June 6, 2020

Decisions Still Pending on Chester Main Street Project

CHESTER— Main Street in the downtown village will be improved and reconstructed around the same time as two state funded bridge replacement projects, but decisions are still pending on the exact scope and cost of the town funded work on Main Street.

That was the message Wednesday as about 40 residents turned out at the Chester Meeting House for the first public information meeting held by the Main Street Committee, an 11-member group appointed by the board of selectmen last fall to coordinate the Main Street improvement project. Committee Chairman Michael Joplin and other members presented the latest information on the project. The committee recently conducted a mail-in survey to help gather opinions from residents on the extent of the town-funded project.

While noting the bridge replacements and the Main Street reconstruction are separate projects, Joplin said the goal is to begin the Main Street work around the same time as the bridge projects. Joplin said the state Department of Transportation will hold a public information meeting on the first project, replacement of the Water Street bridge, on Thursday Feb. 16 at the Chester Meeting House.

Work on the Water Street bridge project is expected to begin this summer, with a temporary closing of Water Street expected to begin this fall. Replacement of the Main Street bridge over Pattaconk Brook is expected to begin in 2014.

Committee member Chuck Mueller said the committee and board of selectmen, along with the town as a whole, must decide on the extent of the Main Street reconstruction. Mueller said options include focusing on Main Street in the immediate downtown area, near the bridge and intersection with West Main Street (Route 148), or extending the improvements east on Main Street to the intersection with Route 154, and up sections of Water Street, and North Main Street to the location of the Norma Terrace Theatre.

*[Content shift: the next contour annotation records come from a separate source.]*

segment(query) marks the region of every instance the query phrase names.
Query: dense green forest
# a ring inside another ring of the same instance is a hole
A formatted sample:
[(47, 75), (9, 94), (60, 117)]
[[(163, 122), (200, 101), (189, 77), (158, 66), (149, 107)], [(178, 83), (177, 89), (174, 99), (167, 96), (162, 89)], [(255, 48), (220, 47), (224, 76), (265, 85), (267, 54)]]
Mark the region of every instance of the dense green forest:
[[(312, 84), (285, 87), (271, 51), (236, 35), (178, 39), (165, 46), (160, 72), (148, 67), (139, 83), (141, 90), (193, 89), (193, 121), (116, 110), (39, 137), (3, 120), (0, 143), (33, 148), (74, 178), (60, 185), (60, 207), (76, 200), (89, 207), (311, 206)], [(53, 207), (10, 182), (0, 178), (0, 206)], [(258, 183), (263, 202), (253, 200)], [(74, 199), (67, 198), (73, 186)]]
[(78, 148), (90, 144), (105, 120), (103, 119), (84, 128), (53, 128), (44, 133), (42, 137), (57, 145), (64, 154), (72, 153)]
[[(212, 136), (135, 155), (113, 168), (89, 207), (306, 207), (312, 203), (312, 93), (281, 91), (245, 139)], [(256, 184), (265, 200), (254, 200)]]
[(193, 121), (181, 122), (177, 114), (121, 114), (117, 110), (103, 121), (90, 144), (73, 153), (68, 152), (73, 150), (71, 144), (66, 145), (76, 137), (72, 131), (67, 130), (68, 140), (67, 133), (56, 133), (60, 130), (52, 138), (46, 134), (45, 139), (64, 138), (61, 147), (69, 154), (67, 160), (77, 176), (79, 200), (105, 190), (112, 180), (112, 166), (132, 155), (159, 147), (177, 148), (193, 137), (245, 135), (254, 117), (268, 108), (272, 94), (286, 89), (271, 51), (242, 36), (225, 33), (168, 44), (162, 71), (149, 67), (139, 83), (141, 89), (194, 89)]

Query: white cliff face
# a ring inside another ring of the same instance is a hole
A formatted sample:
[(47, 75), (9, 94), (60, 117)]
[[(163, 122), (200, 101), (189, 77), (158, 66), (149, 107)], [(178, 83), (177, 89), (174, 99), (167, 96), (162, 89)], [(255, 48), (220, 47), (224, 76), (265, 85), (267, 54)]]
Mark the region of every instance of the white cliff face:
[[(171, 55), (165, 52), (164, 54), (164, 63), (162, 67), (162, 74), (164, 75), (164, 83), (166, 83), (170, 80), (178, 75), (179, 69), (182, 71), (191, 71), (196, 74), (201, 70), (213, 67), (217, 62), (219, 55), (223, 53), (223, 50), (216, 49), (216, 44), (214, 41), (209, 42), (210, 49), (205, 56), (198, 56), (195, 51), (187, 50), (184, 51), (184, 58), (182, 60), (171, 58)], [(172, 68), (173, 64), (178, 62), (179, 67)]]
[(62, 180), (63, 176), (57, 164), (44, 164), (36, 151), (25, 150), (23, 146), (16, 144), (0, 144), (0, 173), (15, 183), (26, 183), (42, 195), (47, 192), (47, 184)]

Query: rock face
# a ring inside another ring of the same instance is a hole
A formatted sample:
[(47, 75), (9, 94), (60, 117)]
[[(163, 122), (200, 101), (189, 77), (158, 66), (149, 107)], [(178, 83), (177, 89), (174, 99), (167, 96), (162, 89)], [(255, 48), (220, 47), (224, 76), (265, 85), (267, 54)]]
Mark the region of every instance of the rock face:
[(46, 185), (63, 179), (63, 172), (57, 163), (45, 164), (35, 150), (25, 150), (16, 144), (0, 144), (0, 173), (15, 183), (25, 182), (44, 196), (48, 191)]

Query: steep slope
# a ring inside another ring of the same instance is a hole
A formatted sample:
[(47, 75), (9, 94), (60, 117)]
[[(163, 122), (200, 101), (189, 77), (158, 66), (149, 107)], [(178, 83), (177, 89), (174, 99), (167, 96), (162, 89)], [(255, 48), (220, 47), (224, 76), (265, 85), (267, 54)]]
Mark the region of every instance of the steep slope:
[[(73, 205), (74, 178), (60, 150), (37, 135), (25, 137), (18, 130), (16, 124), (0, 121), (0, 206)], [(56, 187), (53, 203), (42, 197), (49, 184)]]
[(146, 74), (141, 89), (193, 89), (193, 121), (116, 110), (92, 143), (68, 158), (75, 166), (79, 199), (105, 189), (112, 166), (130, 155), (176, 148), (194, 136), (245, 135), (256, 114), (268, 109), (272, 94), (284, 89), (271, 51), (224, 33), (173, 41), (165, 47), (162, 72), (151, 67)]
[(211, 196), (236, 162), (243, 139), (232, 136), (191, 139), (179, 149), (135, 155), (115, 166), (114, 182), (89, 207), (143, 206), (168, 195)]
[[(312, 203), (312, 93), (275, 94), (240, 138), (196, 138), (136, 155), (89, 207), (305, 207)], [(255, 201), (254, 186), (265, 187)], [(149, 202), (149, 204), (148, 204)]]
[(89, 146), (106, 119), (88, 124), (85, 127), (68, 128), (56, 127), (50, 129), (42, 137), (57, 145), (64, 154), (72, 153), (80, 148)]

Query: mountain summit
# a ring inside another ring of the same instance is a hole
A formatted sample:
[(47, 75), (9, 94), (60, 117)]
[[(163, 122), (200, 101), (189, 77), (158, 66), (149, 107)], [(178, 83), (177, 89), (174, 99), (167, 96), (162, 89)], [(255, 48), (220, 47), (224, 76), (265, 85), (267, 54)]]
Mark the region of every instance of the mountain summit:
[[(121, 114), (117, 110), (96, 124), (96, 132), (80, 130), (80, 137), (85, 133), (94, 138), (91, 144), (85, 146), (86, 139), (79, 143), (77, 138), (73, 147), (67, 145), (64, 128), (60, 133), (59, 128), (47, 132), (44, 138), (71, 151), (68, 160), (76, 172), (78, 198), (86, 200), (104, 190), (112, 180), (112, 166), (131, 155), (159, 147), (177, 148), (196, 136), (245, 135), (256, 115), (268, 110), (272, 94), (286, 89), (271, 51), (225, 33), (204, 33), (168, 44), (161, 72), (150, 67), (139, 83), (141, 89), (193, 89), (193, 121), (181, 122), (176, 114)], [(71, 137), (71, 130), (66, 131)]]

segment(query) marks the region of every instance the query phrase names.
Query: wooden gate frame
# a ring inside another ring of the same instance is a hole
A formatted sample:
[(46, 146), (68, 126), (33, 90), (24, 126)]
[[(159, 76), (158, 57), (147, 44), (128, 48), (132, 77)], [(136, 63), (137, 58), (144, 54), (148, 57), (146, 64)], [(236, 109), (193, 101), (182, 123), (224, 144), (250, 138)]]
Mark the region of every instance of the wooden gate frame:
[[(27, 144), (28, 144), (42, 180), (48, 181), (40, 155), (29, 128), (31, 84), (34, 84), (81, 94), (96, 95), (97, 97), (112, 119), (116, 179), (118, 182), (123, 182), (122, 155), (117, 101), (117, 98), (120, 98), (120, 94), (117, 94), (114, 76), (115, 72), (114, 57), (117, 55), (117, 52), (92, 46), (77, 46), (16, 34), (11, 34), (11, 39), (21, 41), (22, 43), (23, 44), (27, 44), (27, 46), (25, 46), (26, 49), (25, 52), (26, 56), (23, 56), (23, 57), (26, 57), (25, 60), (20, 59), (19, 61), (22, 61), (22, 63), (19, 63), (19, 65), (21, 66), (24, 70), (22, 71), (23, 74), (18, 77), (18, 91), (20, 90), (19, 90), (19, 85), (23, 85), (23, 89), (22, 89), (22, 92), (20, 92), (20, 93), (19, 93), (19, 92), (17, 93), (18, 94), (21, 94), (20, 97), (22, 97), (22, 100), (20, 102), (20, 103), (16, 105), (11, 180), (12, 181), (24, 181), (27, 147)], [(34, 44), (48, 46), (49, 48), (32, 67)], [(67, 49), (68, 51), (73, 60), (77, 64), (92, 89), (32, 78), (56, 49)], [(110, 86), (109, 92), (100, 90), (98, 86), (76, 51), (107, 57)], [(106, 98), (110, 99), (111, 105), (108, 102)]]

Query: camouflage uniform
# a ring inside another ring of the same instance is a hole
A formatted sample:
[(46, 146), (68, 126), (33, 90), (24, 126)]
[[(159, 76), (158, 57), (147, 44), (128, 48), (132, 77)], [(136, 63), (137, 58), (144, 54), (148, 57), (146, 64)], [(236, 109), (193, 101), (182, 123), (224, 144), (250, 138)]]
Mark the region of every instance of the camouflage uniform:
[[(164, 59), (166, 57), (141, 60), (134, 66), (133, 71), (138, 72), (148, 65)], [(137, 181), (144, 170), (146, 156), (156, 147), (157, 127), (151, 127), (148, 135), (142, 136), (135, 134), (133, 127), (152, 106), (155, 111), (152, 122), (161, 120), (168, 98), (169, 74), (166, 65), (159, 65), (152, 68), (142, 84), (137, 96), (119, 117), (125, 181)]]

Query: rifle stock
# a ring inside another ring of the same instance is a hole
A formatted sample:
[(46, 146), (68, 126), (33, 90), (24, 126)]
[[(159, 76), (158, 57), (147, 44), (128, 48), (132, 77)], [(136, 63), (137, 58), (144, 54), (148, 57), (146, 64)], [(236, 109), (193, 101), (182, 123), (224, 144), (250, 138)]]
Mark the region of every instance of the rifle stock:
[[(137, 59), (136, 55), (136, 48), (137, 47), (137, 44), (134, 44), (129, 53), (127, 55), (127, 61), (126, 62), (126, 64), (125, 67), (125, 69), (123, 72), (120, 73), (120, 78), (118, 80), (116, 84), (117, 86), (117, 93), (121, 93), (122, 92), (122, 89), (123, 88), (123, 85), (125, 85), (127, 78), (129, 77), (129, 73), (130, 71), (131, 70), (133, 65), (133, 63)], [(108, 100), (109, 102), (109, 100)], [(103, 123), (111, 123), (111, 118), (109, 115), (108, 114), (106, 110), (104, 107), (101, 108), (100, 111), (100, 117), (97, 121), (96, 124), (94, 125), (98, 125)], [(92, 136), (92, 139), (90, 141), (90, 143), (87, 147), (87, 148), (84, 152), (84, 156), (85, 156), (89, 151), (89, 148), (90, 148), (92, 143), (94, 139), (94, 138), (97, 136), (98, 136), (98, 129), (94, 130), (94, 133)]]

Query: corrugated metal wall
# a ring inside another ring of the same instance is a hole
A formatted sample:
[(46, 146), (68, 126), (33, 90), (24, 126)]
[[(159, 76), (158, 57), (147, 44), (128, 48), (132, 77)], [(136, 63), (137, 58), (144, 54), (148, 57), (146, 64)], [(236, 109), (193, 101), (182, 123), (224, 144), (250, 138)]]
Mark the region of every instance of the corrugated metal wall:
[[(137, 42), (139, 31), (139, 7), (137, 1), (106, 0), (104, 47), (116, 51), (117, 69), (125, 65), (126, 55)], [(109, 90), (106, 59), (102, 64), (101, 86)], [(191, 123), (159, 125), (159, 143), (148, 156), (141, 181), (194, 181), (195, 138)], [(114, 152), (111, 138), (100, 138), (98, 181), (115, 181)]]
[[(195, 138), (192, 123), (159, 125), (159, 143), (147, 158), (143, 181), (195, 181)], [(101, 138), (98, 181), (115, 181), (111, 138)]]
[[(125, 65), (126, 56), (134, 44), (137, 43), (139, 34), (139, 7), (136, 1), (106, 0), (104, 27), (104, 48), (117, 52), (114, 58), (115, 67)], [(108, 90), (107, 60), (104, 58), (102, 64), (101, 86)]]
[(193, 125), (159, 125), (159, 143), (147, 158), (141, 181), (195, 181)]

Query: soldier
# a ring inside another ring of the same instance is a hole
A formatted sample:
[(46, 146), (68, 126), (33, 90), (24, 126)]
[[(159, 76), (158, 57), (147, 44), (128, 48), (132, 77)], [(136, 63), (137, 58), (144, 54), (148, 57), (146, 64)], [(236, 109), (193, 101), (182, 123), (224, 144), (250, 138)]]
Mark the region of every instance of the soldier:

Mueller said the town currently has $440,000 set aside for the project, including a state Small Town Economic Assistance Program (STEAP) grant. The cost of the project could be significantly higher depending on the extent of the improvements. Committee member Steve Tiezzi said the town could apply for additional state grants after the extent of the project is determined.

Residents at the meeting also discussed the option of relocating electric power lines underground, instead of overhead, for a portion of the project area. Joplin said relocating the power lines underground would cost at least $3 million.